Em Portugal, o wrestling é visto como uma modalidade secundária, como algo sem importância, à qual as pessoas não prestam atenção, não conhecem e têm uma imagem profundamente estereotipada dele. A verdade é que todos nós, na nossa vida enquanto fãs de wrestling já ouvimos “vês mesmo isso? Mas o wrestling é falso, sabes não sabes?”. É daquelas frases que quando nos dizem quase que ficamos sem saber reagir, porque para nós é um dado tão naturalmente adquirido, ao qual não atribuímos importância, muito menos importância pela negativa, pois a forma como nos dizem, até parece que é algo que nos devia fazer ter reticências acerca de se devemos ver ou não wrestling.

O meu objetivo com esta carta aberta não é que ela seja um artigo de resposta ao artigo do Guilherme Duarte, acho que disso já tivemos tempo suficiente para ter, mas sim partir dele para escrever um artigo para aquelas pessoas que não são fãs de wrestling e fazem questão de “gozar” com quem é, sem realmente saber que a razão por que o fazem é tremendamente ignorante. Tudo aquilo que os fãs de wrestling leram naquele artigo é exatamente tudo aquilo que ouvem frequentemente de quem não é fã de wrestling. Aparentemente, era um artigo de humor, e não tanto de opinião, ou se calhar até era suposto ser os dois, no entanto, para ser sincero, não acho que tenha consistido numa coisa nem outra. Porquê? Se dissermos que um filme é editado com efeitos especiais e que poderes sobrenaturais não existem, estamos a dar a nossa opinião? Não, estamos a dizer a verdade, é um facto. Por outro lado, estaremos a tentar fazer comédia? Não, estamos a dizer a verdade, pois, mais uma vez, isso é um facto.

Brain Buster #104 – Carta aberta a quem não é fã de Wrestling

É verdade que durante décadas e décadas as pessoas que trabalhavam no wrestling fizeram de tudo o que era possível para tentar manter o segredo de que os resultados eram pré-determinados fora do conhecimento do público.
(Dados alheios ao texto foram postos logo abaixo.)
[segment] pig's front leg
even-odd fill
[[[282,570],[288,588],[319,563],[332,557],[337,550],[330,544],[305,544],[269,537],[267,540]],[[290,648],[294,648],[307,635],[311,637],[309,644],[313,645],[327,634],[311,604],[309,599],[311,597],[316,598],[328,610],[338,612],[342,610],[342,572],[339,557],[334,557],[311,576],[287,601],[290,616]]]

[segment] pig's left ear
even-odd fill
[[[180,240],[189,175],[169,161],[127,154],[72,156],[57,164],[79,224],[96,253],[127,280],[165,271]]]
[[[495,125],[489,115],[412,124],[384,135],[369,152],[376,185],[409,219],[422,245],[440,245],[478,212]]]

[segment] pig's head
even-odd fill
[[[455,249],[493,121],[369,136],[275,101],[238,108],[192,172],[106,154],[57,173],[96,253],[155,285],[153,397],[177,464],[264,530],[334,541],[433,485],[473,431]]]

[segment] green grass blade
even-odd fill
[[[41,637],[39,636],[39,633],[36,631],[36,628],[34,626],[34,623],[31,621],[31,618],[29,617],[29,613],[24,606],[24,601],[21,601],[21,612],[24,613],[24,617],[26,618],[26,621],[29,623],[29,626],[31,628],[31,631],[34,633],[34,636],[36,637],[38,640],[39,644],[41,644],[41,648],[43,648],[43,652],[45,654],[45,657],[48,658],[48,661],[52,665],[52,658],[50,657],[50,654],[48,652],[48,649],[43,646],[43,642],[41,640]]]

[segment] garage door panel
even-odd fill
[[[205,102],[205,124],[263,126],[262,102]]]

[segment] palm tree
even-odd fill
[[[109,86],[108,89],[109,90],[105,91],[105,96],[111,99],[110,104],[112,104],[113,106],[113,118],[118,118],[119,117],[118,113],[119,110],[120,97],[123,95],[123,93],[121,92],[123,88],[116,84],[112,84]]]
E para aqueles que não são fãs de wrestling, têm ideia de quando isso foi? Já há cerca de três ou quatro décadas que o wrestling já não é tratado, nem pelas pessoas que nele trabalham como não tendo resultados pré-determinados, como sendo um desporto legítimo. E após 30 anos, muita gente que não é fã de wrestling ainda continua a fazer questão de dizer isto a cada fã de wrestling que conhece, sempre que tem essa oportunidade. Ora bem, se em 30 anos os fãs de wrestling continuaram a ser fãs da modalidade mesmo sabendo disso, será certamente porque isso não é um problema para eles. E mais, se após 30 anos a assistir a wrestling sabendo da realidade que os resultados são pré-determinados ainda continuam a existir, não vos passa pela cabeça de que essa característica do wrestling até contribua para que eles gostem da modalidade?
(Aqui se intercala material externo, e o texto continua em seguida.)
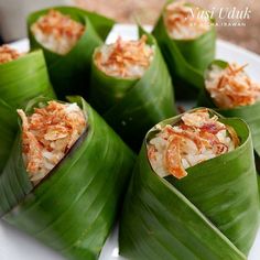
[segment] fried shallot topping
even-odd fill
[[[147,44],[147,35],[139,41],[122,41],[104,45],[95,53],[97,67],[109,76],[141,77],[150,66],[153,47]]]
[[[87,122],[76,104],[50,101],[22,119],[22,151],[30,180],[37,184],[65,156],[86,129]]]
[[[176,40],[191,40],[209,31],[210,20],[199,15],[199,12],[202,9],[187,6],[185,1],[167,4],[164,12],[164,23],[170,36]]]
[[[219,108],[250,106],[260,100],[260,84],[253,83],[236,63],[223,69],[213,65],[206,79],[206,89]]]
[[[64,55],[76,45],[85,26],[56,10],[50,10],[32,24],[31,31],[44,47]]]
[[[176,178],[187,175],[186,169],[232,151],[239,145],[236,131],[198,109],[182,116],[175,126],[166,124],[150,140],[148,158],[160,176]]]
[[[22,56],[17,50],[2,45],[0,46],[0,64],[12,62]]]

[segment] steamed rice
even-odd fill
[[[96,66],[108,76],[140,78],[149,68],[154,50],[143,35],[139,41],[122,41],[102,45],[94,55]]]
[[[0,64],[12,62],[21,56],[21,53],[8,45],[0,46]]]
[[[32,24],[31,31],[45,48],[65,55],[78,42],[85,26],[56,10],[50,10]]]
[[[26,116],[21,109],[23,160],[36,184],[65,156],[86,129],[87,121],[76,104],[50,101]]]
[[[219,108],[250,106],[260,100],[260,84],[253,83],[243,68],[234,63],[225,69],[213,65],[208,71],[206,89]]]
[[[186,169],[232,151],[239,143],[235,131],[210,117],[207,109],[184,113],[176,126],[166,124],[148,143],[148,156],[161,177],[186,176]]]

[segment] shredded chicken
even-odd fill
[[[0,64],[12,62],[22,56],[17,50],[2,45],[0,46]]]
[[[202,9],[187,6],[184,1],[173,2],[166,6],[164,23],[172,39],[196,39],[210,30],[210,19],[198,14]]]
[[[31,26],[36,41],[45,48],[64,55],[77,43],[85,26],[56,10],[50,10]]]
[[[206,89],[219,108],[236,108],[253,105],[260,100],[260,84],[253,83],[243,68],[247,65],[228,64],[223,69],[212,66],[206,79]]]
[[[147,44],[147,36],[139,41],[122,41],[104,45],[95,53],[95,63],[105,74],[123,78],[140,78],[153,58],[153,47]]]
[[[30,180],[37,184],[65,156],[86,129],[86,118],[76,104],[50,101],[22,119],[23,159]]]
[[[187,175],[186,169],[232,151],[239,145],[230,126],[210,117],[207,109],[186,112],[176,126],[166,124],[150,140],[148,158],[153,170],[162,177]]]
E até posso ir mais longe se quiserem, porque se após 30 anos vocês ainda fazem questão de reiterar que o wrestling é “falso”, então é porque em algum momento da vossa vida vocês acreditaram que não fosse. Então, se como vocês dizem, o wrestling é tremendamente fake e não há forma de parecer competitivo (spoiler alert: porque não é), por que é que vocês chegaram a percecionar que o wrestling era um desporto legítimo? O mesmo se passou com o Guilherme Duarte, em que começa por dizer que o wrestling é claramente coreografado e no parágrafo a seguir refere que quando o seu pai lhe disse que o wrestling não era real, ele não conseguia acreditar.
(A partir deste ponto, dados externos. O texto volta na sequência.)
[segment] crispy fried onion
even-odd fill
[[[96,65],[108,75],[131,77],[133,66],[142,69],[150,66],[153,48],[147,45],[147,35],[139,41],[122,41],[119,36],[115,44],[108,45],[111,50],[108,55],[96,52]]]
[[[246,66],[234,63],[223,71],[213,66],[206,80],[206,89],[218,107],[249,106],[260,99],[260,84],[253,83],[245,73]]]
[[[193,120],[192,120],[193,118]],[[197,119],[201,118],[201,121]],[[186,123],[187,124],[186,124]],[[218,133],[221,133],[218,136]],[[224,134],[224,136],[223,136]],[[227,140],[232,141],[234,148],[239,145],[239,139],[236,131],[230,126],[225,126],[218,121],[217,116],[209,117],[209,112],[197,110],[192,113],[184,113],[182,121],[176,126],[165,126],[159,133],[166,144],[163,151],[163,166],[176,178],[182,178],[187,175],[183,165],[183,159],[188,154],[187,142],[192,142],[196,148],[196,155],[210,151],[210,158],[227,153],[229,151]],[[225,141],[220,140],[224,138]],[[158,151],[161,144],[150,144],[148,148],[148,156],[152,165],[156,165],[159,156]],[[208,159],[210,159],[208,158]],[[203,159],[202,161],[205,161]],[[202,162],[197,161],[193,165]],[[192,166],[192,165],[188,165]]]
Deste modo, depois de lerem isto, pensem duas vezes antes de dizer a um fã de wrestling que o wrestling é não é real ou falso. Ele já saberá disso, e isso será uma das coisas que fazem com que ele mais goste de wrestling, e vocês só vão passar por ignorantes, porque estão a falar de algo que não conhecem, que não vislumbram, de algo que não acompanham ou pesquisam e, acima de tudo, de algo que não percebem. Ao invés de perguntar a esse fã porque ele gosta de wrestling, mesmo sendo pré-determinado, continuam a gozar gratuitamente com ele sobre algo que ele gosta, e a tentar dar-lhe novidades que ele já ouviu há muito tempo. Para vocês que não são fãs de wrestling, fiquem a saber que os fãs hoje em dia continuam a ver wrestling, não porque lhes custa acreditar que aquilo não é real, eles têm mais do que noção disso, eles adoram o wrestling, com todas as suas características, sem exceção.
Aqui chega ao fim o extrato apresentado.